Solltest du versehentlich ein ungeeignetes Material in deine Mockmill gegeben haben oder bemerkst ungewöhnliche Geräusche, eine verminderte Mahlleistung oder eine Überhitzung, ist es ratsam, umgehend den Betrieb einzustellen. Kontaktiere den Kundendienst deines Händlers oder direkt Mockmill. Eine frühzeitige Diagnose und gegebenenfalls professionelle Wartung können größere Schäden verhindern und die Funktionalität deiner Getreidemühle wiederherstellen.

FAQ – Häufig gestellte Fragen zu Was darf nicht in die Mockmill Getreidemühle?

Darf ich Kaffeebohnen in meiner Mockmill mahlen?

Nein, das Mahlen von Kaffeebohnen in deiner Mockmill ist nicht empfohlen. Geröstete Kaffeebohnen sind oft härter und öliger als Getreide, was das Mahlwerk übermäßig beanspruchen und beschädigen kann.
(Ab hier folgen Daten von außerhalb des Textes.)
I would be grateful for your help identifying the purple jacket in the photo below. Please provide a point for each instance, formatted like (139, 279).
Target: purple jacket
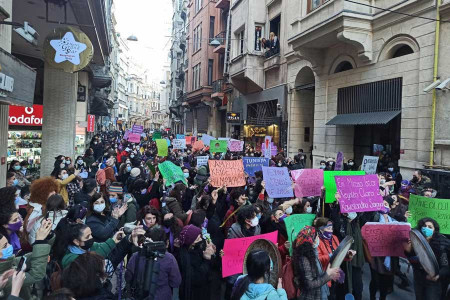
(169, 274)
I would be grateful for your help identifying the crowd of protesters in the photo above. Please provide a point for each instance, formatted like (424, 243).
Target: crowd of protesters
(87, 230)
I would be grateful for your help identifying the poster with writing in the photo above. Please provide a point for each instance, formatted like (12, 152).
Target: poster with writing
(217, 146)
(202, 160)
(234, 252)
(206, 139)
(295, 223)
(386, 239)
(236, 146)
(254, 164)
(370, 164)
(227, 172)
(162, 147)
(359, 193)
(308, 182)
(179, 144)
(278, 182)
(330, 183)
(339, 165)
(134, 138)
(438, 209)
(171, 172)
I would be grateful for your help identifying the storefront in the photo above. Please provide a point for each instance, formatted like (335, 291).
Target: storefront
(25, 135)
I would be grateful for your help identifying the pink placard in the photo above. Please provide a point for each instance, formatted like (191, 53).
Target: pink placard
(234, 252)
(386, 239)
(359, 193)
(308, 182)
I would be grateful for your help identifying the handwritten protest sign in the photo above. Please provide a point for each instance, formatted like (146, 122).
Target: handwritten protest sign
(308, 182)
(206, 139)
(386, 239)
(134, 138)
(359, 193)
(179, 144)
(295, 223)
(202, 161)
(235, 146)
(370, 164)
(278, 182)
(330, 183)
(255, 164)
(438, 209)
(171, 172)
(227, 172)
(162, 147)
(234, 252)
(217, 146)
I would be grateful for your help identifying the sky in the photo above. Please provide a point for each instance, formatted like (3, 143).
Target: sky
(150, 21)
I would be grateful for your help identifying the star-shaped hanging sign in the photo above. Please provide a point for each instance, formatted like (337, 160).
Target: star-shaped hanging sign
(68, 49)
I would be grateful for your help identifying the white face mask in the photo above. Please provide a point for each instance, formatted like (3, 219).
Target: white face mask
(99, 207)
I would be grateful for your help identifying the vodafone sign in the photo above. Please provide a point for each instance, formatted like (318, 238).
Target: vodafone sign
(26, 116)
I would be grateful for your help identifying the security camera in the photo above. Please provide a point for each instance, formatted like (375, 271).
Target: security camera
(443, 85)
(432, 86)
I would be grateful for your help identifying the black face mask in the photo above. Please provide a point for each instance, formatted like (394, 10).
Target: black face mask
(88, 244)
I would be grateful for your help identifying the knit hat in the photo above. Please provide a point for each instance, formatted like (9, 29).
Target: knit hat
(135, 172)
(189, 234)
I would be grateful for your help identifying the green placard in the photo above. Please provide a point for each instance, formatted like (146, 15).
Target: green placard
(437, 209)
(330, 183)
(171, 172)
(295, 223)
(216, 146)
(162, 148)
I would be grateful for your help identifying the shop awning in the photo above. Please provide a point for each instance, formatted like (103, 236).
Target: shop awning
(373, 118)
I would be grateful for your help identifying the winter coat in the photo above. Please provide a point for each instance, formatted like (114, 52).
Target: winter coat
(37, 264)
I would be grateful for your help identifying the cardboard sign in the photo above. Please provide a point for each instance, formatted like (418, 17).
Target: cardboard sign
(438, 209)
(386, 239)
(134, 138)
(179, 144)
(308, 182)
(234, 252)
(202, 161)
(227, 172)
(295, 223)
(359, 193)
(370, 164)
(162, 147)
(171, 172)
(255, 164)
(236, 146)
(330, 183)
(278, 182)
(218, 146)
(206, 139)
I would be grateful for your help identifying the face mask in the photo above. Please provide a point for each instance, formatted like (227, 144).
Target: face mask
(427, 232)
(254, 222)
(88, 244)
(7, 252)
(289, 210)
(15, 226)
(352, 215)
(99, 207)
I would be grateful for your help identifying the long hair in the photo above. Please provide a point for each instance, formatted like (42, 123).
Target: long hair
(258, 265)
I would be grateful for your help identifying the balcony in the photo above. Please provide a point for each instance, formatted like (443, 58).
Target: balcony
(335, 21)
(221, 38)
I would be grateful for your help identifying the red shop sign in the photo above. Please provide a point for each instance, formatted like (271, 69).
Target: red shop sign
(91, 123)
(26, 116)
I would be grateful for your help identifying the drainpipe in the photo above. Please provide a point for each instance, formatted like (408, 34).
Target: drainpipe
(435, 75)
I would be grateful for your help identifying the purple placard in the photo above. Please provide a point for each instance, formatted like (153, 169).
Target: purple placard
(359, 193)
(308, 182)
(278, 182)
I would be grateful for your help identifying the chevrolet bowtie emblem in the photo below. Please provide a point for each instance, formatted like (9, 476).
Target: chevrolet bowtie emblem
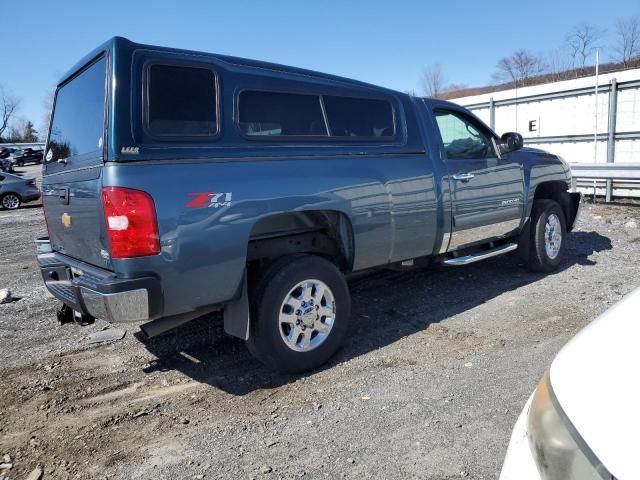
(66, 220)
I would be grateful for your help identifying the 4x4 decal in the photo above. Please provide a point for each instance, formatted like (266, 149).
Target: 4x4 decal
(210, 199)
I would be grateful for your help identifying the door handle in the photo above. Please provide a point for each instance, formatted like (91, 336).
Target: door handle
(64, 195)
(464, 177)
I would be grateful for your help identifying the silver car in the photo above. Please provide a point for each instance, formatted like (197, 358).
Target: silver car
(14, 191)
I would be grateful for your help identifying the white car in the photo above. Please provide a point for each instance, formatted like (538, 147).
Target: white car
(583, 420)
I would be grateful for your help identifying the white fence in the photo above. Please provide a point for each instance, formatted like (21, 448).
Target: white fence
(564, 118)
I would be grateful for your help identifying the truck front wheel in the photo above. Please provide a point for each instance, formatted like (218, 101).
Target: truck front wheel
(546, 236)
(300, 310)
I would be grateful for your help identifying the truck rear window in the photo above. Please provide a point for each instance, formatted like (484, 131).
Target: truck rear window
(182, 101)
(77, 126)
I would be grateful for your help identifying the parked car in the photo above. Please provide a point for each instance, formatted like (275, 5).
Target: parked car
(5, 152)
(258, 189)
(28, 155)
(6, 165)
(582, 420)
(14, 191)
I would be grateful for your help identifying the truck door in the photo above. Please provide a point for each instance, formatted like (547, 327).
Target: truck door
(487, 191)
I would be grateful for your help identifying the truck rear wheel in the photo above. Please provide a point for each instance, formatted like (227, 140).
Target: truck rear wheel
(546, 242)
(300, 312)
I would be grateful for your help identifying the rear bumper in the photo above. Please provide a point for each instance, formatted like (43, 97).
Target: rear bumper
(97, 292)
(30, 196)
(519, 463)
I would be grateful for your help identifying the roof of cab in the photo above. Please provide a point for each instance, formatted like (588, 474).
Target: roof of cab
(116, 43)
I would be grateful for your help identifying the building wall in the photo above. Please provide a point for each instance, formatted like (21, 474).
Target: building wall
(562, 117)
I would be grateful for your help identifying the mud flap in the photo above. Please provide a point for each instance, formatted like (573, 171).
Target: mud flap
(236, 314)
(524, 241)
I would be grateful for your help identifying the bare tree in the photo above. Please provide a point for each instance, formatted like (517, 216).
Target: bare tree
(519, 67)
(560, 65)
(627, 40)
(47, 103)
(582, 42)
(433, 80)
(8, 106)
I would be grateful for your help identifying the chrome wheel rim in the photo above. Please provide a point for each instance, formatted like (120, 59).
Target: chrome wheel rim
(552, 236)
(307, 315)
(10, 201)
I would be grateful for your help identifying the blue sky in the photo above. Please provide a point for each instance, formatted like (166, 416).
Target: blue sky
(386, 42)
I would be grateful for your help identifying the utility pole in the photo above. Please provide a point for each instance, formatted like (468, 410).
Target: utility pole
(595, 133)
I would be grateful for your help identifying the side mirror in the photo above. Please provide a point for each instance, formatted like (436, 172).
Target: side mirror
(510, 142)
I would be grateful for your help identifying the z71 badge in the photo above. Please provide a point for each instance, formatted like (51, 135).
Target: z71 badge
(210, 199)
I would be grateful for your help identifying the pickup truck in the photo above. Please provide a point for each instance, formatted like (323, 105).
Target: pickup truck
(177, 183)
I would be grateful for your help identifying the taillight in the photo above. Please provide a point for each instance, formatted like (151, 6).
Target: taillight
(132, 227)
(46, 222)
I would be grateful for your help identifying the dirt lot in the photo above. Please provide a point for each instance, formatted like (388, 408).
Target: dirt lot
(429, 384)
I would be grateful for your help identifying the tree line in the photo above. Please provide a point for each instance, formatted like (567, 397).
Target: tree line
(14, 129)
(574, 58)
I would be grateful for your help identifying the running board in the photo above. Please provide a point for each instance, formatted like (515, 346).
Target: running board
(467, 259)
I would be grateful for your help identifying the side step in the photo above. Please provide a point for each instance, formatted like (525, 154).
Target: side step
(467, 259)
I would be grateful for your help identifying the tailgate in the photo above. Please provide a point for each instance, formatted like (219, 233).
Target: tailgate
(73, 166)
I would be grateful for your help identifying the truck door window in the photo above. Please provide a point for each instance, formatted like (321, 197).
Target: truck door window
(182, 101)
(282, 114)
(461, 138)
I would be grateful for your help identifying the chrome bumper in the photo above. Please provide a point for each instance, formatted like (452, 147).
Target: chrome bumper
(130, 306)
(97, 292)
Zudem können die Öle im Kaffee das Mahlwerk verunreinigen und einen anhaltenden Kaffeegeruch hinterlassen, der sich nur schwer entfernen lässt.

Was passiert, wenn ich feuchte Lebensmittel mahle?

Das Mahlen von feuchten Lebensmitteln kann dazu führen, dass sich das Mahlwerk verklebt. Die Feuchtigkeit löst Bestandteile des Lebensmittels, die sich dann auf den Mahlsteinen ablagern und eine klebrige Masse bilden. Dies beeinträchtigt die Mahlleistung erheblich und kann im schlimmsten Fall zu Überhitzung und einer Beschädigung des Mahlwerks führen.

Sind Kichererbsen oder andere Hülsenfrüchte sicher für die Mockmill?

Getrocknete und gut durchlüftete Kichererbsen oder andere Hülsenfrüchte wie Linsen und Erbsen können in den meisten Mockmill-Modellen verarbeitet werden. Es ist jedoch entscheidend, dass sie vollständig trocken sind, um ein Verkleben des Mahlwerks zu vermeiden. Feuchte oder unreife Hülsenfrüchte sind ungeeignet.

Darf ich Zucker oder Salz in meiner Mockmill mahlen?

Nein, das Mahlen von Zucker oder Salz in deiner Mockmill ist nicht ratsam. Zucker kann durch seine hygroskopischen Eigenschaften Feuchtigkeit binden und eine klebrige Masse bilden, die das Mahlwerk verklebt. Salz kann ebenfalls das Mahlwerk verunreinigen und bei bestimmten Materialien zu Korrosion führen. Beide sind nicht für die vorgesehene Verarbeitung ausgelegt.

Was ist mit Nüssen und Samen?

Einige ölhaltige Samen wie Leinsamen, Sonnenblumenkerne oder Kürbiskerne können in geringen Mengen und gut getrocknet verarbeitet werden. Hierbei ist jedoch Vorsicht geboten, da der hohe Ölgehalt das Mahlwerk verkleben kann. Nüsse sind aufgrund ihres hohen Fettgehalts und ihrer Härte in der Regel nicht für die Mockmill geeignet und können das Mahlwerk beschädigen.

Wie erkenne ich, ob ein Material zu hart oder zu ölig ist?

Ein Material ist wahrscheinlich zu hart, wenn es sich mit bloßer Kraft kaum zerbrechen lässt oder sehr widerstandsfähig ist. Ein Material ist wahrscheinlich zu ölig, wenn es sich zwischen den Fingern fettig oder schmierig anfühlt oder beim Drücken Öl abgibt. Im Zweifelsfall immer die Bedienungsanleitung deines Mockmill-Modells konsultieren oder beim Hersteller nachfragen.

Kann ich Gewürze in der Mockmill mahlen?

Obwohl einige trockene, harte Gewürze wie Pfefferkörner oder Koriandersamen theoretisch gemahlen werden könnten, ist dies in der Regel nicht empfehlenswert. Die Mengen sind oft zu klein für eine effektive Mahlung, und die ätherischen Öle können das Mahlwerk verunreinigen und einen bleibenden Geruch hinterlassen, der sich nur schwer entfernen lässt.